Friday 13 July 2012

Integrity issues and the Civil Society


Integrity is the catchword for the 2013 elections. According to www.dictionary.com, integrity is a noun that means honesty and the state of being whole; adherence to moral and ethical principles; soundness of moral character; moral uprightness.

Chapter 6 of the Kenya constitution goes further to define clearly what integrity and leadership should be about in Article 73 (2) and how those principles are applied to State Officers.

In the coming elections, a lot of new parameters and instruments will be in place as concerns integrity. There is the IEBC, who have stated that they will require that each candidate receives a certificate of clearance from the Ethics and Anti-corruption Commission. There is the NCIC that will be (hopefully) keeping an eye out for Hate Speech Vis a Vis Freedom of Speech among other activities that may threaten the stability of the nation. There are several campaigns ongoing that promote a nationalistic spirit among Kenyans, a denouncing of tribal focused politics and cohesion among the different communities in Kenya.

In fact, the Kenya government seems to have vigorously sought to put measures in place so as to avoid at all costs a repeat of the controversies, violence and power brokering that occurred during the last elections. All that is left thus to wrangle over, is the matter of integrity of the aspirants.

The civil society through organizations like the Kenya Human Rights Commission now seeks to define who fits into the bill, as far as integrity and leadership is concerned, and to do so for the electorate. What is rather hypocritical about this stand are the blatant undemocratic values in such an ideology. The idea that a non-elected, non-governmental society can seek to pre-select candidates for democratic elections is truly a hatred of democracy in that the principles and choice of free, fair and representative elections and democratically elected leadership is wrested from the fingers of the electorate. You cannot pre-select candidates, for elections.

I am sure the civil society considers themselves in many ways to be pseudo-experts in matters of defining integrity. So much so, that even the IEBC, even the Ethics and Anti-corruption Commission, even the Kenya Judiciary and especially even the Kenyan electorate can not figure out what thresholds political aspirants should meet, such that the civil society must decide for us.

This hullabaloo is rooted in the matter of two presidential aspirants being suspects charged at the ICC. The underlying fear behind this is that both may end up on the ballot, yet they are suspects charged with grave international crime.
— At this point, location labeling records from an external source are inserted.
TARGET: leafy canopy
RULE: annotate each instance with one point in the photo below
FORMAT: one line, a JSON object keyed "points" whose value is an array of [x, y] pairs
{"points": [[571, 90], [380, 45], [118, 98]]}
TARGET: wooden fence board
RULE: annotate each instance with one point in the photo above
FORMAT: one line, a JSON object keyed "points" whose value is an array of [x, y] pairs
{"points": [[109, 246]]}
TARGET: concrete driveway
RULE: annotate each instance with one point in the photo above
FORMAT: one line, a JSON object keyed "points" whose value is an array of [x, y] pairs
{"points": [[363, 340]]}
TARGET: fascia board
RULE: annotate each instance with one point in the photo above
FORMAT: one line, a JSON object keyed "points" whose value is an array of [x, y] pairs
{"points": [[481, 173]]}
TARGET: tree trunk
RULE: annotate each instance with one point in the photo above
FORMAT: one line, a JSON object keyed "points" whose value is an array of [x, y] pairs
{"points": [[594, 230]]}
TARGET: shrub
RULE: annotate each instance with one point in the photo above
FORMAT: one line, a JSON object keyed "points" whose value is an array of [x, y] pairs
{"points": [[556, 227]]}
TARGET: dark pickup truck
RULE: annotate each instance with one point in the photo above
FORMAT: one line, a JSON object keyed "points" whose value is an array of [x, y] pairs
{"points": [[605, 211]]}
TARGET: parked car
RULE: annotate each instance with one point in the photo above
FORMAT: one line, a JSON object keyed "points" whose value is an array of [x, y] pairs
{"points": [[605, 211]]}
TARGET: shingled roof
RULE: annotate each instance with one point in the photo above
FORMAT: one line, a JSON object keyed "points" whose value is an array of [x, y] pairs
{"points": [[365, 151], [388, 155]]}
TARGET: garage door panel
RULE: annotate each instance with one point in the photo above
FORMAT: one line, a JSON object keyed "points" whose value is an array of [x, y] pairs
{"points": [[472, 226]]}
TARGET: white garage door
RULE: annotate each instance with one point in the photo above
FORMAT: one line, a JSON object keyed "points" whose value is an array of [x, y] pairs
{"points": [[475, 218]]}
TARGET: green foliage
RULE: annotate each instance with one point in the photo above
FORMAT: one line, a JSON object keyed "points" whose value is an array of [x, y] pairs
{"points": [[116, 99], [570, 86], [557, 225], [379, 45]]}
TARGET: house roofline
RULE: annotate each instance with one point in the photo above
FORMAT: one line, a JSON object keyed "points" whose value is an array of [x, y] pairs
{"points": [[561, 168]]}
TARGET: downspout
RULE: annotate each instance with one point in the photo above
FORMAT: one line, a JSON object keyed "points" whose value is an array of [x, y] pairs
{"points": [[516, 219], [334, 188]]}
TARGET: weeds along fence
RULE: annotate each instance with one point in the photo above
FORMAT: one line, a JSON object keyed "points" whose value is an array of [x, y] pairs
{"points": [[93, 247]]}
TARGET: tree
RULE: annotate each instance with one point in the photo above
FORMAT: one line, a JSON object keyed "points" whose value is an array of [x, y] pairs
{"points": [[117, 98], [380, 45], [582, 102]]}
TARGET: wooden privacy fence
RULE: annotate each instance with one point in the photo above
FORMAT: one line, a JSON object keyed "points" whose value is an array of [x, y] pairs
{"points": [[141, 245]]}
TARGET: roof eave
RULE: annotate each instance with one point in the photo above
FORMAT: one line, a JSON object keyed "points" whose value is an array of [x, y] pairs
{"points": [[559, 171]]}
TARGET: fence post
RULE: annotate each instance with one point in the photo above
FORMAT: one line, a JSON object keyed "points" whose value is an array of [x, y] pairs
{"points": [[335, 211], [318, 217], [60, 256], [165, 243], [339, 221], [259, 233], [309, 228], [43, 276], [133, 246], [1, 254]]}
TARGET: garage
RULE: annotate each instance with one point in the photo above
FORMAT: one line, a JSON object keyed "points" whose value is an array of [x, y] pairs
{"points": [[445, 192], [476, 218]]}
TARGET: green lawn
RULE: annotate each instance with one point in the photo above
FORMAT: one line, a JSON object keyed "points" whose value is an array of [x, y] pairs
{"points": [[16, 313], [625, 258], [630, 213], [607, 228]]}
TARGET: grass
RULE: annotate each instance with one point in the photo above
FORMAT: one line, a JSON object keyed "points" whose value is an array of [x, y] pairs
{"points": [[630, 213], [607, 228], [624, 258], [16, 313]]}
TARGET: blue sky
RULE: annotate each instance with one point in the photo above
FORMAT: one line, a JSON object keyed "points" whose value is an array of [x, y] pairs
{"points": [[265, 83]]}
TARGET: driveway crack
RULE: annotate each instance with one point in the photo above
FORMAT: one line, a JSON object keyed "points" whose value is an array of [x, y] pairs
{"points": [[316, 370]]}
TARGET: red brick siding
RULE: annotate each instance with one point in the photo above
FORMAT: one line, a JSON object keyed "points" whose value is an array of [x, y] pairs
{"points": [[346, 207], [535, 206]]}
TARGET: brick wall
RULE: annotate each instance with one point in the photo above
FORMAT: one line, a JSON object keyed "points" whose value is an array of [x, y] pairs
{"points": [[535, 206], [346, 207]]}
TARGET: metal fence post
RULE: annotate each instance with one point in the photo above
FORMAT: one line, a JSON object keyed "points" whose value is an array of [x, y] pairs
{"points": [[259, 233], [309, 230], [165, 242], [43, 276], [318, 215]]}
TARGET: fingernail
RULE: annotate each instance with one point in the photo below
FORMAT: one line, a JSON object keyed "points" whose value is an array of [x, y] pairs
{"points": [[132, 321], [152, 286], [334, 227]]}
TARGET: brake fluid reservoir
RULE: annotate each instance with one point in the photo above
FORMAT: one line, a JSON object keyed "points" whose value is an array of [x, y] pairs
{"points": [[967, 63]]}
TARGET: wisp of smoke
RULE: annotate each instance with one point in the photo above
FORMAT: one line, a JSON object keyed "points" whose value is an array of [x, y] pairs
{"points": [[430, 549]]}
So the general logic is that suspects of such severe crime should not be allowed to vie for elections, regardless of what their constitutional rights are, regardless of the principles of democracy and justice and regardless of the outcomes of the cases.  It’s mentally disturbing how this logic came about. Apparently, several members of the civil society have a problem understanding the first principle of justice in court matters, that is, that one is innocent until proven guilty and that innocence ties in directly to one’s integrity.

It’s not rocket science after all. Until and unless, an aspirant is proven beyond all reasonable doubt and all appeals seen to their logical conclusion and that aspirant convicted and incarcerated, that aspirant is innocent and has the constitutional right to vie for an election. Seeing as the civil society is not the judiciary, neither are they the trial judges at The Hague, the push to exclude suspects in court cases is not only an injustice, its undemocratic and also unconstitutional.

Moreover, the civil society has no powers accorded to them by the electorate to act as judges or vetting boards. They in fact are acting in contravention of already established bodies, such as the Ethics and Anti-corruption Commission, by making these demands. I truly wonder what sort of contorted criteria they are using to come up with the notion that they should in fact conduct such vetting of persons to be on the ballot.

Perhaps we as the citizenry are not as legally savvy as the civil society. But we do know what our democratic right is, and we do know how to read the constitution and we also know what a verdict in a court case means for State Officers. So please, can the civil society show some respect for our opinions, our democratic right to vote for our preferred candidates and the universal principles of justice and freedoms in a democratic society.

You cannot one minute be champion advocates for our democratic right to vote and the next minute curtail those rights and freedoms by pre-selecting who we should vote for. I sincerely wish the civil society would just embrace democracy and justice for its universal applicability and not attempt to distort issues with some sense of twisted morality; I mean really, that’s a lack of integrity.